Best practice for schematizing semi-structured data in flex tables

We are using an automated process to periodically load batches of semi-structured data into a flex table.  Is there any best practice for a way to transform this data into a more defined schema, post-load?  For instance, let's say that the loaded data is deeply nested making queries on the flex table itself more difficult to construct.  Here are the options that I can think of:
  1. Once the automated process has finished the load, make a call to Vertica to run an external procedure or user defined function that transforms the data.
  2. Don't transform the data at all - materialize expected columns and run queries against the single flex table.
  3. Attempt to add structure to the data pre-load, and forgo the need for using a flex table at all.
Any other method you could suggest would be very useful.  I know that the exact answer will be dependent on the data, but I was wondering whether there were any common use-cases that you have seen or a generally accepted best practice in this area? 


  • Options

    Good question Jonathan -- I'm afraid that you're correct; the answer really is "it depends."
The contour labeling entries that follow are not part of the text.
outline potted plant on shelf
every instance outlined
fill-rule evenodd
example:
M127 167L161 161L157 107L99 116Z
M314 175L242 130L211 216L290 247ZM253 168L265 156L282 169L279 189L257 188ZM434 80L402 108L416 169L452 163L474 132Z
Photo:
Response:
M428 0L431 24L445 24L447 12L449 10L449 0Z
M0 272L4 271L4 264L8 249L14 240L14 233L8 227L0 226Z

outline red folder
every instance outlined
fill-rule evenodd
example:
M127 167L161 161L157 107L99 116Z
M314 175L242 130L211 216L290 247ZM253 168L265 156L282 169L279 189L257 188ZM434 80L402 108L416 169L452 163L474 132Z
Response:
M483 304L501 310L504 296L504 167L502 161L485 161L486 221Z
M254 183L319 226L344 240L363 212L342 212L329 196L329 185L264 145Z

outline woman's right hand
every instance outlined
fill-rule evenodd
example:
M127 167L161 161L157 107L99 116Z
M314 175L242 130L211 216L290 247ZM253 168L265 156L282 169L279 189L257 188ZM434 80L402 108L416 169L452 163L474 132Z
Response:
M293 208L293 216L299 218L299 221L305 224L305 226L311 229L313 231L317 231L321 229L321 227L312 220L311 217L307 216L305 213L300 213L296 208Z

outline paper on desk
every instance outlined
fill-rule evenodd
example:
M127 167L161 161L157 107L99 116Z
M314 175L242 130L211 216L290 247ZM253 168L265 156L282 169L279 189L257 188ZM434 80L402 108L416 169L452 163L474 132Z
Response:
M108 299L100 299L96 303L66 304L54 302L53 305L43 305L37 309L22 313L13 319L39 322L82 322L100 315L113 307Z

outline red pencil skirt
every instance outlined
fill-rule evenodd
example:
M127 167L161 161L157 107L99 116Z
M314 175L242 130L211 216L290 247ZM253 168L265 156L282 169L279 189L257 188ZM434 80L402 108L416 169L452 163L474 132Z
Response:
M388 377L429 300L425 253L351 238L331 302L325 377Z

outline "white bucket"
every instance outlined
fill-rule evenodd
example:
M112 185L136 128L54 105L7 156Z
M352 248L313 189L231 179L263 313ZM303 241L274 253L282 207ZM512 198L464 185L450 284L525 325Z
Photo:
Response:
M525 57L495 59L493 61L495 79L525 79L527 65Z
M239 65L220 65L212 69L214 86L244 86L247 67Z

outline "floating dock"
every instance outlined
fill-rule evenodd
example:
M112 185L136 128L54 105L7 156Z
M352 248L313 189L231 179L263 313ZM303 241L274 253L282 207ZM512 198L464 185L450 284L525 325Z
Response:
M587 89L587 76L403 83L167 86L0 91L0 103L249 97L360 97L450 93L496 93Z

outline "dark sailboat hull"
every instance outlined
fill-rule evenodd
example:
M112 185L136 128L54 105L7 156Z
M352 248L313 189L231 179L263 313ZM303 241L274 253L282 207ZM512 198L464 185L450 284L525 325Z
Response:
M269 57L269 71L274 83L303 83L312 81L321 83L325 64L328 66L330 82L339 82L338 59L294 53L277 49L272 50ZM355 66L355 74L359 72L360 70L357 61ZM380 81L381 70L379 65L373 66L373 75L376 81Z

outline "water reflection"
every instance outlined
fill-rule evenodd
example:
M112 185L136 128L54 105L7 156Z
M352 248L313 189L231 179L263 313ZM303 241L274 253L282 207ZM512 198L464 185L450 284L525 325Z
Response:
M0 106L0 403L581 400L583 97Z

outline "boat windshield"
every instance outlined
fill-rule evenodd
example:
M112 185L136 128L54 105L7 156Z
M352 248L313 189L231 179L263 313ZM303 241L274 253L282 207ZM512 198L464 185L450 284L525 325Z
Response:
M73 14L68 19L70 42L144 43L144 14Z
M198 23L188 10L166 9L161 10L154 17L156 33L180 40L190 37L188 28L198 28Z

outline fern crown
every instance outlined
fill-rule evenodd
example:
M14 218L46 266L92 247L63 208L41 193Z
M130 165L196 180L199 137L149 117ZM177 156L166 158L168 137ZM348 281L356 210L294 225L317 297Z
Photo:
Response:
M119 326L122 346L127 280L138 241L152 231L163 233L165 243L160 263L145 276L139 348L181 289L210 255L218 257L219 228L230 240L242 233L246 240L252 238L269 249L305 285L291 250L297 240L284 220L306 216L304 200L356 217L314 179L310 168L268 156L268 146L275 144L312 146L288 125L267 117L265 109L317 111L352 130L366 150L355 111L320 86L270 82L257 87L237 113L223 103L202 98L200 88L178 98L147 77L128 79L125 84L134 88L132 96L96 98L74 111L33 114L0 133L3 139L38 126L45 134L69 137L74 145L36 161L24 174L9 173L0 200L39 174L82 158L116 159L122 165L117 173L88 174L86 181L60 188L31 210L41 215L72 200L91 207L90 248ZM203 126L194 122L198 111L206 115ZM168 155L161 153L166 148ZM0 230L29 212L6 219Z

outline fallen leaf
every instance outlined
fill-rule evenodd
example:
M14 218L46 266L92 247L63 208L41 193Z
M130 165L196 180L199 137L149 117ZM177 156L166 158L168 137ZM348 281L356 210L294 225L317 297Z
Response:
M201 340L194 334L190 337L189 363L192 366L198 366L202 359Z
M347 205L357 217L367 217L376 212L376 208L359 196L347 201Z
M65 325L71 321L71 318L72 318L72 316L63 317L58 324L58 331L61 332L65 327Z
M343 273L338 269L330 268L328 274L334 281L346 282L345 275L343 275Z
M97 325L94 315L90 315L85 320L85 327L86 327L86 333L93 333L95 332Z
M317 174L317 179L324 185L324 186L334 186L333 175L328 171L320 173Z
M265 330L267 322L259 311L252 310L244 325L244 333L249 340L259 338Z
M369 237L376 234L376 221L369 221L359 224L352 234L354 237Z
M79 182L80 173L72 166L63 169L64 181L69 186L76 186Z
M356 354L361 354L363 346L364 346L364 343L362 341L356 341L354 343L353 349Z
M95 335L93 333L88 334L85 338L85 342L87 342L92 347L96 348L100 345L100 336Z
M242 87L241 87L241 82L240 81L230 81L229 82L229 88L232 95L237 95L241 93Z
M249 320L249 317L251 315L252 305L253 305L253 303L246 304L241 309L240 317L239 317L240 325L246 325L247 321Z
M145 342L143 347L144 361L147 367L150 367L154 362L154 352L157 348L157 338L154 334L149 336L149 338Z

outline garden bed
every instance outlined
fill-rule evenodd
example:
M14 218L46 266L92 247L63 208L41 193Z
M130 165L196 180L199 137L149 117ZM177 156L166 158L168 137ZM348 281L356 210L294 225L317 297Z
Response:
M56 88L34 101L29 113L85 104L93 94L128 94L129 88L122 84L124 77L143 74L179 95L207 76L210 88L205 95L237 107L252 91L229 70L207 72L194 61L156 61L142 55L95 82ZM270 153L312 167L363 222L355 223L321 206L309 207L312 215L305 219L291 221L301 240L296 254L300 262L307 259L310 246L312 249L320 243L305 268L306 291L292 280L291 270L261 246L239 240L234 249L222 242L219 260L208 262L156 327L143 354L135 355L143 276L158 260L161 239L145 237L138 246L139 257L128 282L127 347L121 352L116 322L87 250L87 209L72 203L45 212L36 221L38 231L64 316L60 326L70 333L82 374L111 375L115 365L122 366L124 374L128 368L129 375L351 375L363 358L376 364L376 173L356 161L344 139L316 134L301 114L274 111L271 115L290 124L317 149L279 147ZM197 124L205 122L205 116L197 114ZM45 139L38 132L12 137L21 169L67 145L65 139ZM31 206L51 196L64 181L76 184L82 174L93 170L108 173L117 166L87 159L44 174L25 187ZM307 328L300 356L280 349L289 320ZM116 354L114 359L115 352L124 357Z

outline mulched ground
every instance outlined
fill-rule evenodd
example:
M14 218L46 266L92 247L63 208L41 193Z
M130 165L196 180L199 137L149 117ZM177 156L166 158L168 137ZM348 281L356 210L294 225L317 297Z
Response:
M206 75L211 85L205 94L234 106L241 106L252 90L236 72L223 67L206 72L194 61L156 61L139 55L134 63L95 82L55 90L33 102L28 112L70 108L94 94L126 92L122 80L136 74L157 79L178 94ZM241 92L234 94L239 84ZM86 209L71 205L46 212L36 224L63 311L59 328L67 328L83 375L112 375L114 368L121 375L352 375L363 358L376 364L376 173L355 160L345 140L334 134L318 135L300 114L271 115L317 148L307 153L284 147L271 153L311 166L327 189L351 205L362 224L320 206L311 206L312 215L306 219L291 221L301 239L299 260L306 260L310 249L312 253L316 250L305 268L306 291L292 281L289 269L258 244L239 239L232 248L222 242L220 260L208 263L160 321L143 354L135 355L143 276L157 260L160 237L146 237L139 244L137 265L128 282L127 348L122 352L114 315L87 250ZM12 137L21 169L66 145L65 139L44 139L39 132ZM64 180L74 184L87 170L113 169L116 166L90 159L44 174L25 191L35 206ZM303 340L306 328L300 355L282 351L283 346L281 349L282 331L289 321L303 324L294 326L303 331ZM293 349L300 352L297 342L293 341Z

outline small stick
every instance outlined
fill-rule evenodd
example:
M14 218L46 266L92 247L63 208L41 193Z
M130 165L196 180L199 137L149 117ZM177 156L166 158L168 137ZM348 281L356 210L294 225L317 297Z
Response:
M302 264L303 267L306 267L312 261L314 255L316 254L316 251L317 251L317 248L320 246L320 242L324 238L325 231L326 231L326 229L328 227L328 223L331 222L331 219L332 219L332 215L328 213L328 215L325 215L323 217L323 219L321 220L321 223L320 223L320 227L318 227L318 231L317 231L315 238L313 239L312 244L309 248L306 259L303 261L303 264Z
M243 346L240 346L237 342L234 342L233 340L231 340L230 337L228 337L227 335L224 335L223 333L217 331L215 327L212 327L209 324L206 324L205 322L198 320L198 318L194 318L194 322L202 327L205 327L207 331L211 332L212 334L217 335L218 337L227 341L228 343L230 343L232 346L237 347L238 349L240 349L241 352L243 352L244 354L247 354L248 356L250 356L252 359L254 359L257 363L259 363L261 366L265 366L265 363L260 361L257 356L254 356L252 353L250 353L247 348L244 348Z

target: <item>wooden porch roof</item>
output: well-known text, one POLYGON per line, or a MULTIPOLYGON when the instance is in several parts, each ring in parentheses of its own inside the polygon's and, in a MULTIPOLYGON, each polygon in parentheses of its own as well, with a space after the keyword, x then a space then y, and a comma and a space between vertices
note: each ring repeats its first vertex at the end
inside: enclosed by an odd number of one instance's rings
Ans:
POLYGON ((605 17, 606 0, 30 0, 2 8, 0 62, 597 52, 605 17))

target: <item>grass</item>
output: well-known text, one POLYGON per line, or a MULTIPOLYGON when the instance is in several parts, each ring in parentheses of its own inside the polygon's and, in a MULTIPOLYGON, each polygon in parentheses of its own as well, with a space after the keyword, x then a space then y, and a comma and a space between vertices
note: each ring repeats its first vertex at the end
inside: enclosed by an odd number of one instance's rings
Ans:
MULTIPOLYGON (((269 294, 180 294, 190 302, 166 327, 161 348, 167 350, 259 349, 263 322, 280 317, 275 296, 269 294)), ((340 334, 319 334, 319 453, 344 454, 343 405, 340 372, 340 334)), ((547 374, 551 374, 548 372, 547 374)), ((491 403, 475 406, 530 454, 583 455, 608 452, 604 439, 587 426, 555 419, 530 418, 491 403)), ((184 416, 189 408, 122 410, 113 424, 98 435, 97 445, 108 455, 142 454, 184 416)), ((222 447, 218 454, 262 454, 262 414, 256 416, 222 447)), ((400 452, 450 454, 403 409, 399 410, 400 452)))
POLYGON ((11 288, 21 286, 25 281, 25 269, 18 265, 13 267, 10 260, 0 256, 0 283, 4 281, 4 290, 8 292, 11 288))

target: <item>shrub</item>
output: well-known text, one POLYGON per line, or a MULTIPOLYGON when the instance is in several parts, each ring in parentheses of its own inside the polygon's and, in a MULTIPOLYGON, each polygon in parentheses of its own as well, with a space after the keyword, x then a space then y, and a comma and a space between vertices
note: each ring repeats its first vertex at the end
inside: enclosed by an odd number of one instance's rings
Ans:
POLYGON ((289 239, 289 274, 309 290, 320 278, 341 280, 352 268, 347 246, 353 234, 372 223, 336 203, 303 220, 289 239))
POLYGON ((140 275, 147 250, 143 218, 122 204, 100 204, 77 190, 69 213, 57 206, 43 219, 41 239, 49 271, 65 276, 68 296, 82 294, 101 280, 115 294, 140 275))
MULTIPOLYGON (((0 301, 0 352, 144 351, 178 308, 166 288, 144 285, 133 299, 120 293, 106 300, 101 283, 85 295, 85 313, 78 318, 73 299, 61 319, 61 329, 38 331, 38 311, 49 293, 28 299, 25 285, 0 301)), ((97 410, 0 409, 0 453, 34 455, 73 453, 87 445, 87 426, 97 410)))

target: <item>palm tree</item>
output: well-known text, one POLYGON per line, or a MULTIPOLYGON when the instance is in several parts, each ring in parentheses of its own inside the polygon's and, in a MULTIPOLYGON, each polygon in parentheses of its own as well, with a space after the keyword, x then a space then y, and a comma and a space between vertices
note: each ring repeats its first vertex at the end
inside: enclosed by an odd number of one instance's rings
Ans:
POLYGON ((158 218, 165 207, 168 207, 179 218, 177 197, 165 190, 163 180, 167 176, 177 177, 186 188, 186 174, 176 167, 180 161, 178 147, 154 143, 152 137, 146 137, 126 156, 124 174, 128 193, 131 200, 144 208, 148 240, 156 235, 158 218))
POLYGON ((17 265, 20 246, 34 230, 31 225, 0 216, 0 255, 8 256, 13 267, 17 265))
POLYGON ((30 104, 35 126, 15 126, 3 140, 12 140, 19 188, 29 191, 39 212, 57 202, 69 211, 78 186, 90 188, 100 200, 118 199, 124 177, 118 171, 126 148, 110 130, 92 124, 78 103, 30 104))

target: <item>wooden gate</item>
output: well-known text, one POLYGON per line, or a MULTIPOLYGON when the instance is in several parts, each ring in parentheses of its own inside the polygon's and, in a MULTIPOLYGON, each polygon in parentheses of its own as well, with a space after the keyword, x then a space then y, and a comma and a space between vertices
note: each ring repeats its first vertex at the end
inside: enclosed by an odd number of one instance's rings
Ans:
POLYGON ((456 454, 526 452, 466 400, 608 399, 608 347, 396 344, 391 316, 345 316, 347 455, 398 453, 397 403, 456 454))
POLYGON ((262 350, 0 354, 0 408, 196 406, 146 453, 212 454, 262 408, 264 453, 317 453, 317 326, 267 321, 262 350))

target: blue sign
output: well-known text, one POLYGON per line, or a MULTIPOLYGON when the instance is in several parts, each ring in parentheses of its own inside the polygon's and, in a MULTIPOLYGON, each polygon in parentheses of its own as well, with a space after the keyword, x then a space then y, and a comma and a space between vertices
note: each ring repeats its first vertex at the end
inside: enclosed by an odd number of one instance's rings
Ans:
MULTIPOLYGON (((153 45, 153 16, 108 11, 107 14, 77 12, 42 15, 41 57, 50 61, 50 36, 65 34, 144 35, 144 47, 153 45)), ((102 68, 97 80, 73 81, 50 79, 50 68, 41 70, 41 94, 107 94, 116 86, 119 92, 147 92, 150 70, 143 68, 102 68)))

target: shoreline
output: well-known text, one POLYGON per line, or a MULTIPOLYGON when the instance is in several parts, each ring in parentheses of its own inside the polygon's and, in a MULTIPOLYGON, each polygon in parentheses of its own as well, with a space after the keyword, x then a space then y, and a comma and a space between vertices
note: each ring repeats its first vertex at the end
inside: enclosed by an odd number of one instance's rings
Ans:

    For use cases where the data coming into the system is mostly queryable as-is, people may leave it in the Flex table and just materialize some columns.  This is the "I want to work with interestingly-structured data in SQL" use case.


    If the incoming data is dirty and/or needs significant ELT in order to be consumed, it is almost always loaded into one or more other tables (typically but not necessarily regular non-Flex tables) via INSERT .. SELECT statements.  This can use a UDT of some sort but more often just uses simple (or not-so-simple) SQL expressions -- there's really quite a lot that you can do with Vertica's built-in functions.  This is the "I want to use Flex to help clean confusing or dirty data" use case.


    There are, of course, people who do ETL (or ELT) without Flex.  We, of course, think they should use Flex :-)  More seriously, use Flex if it helps you to consume or to transform your data more easily.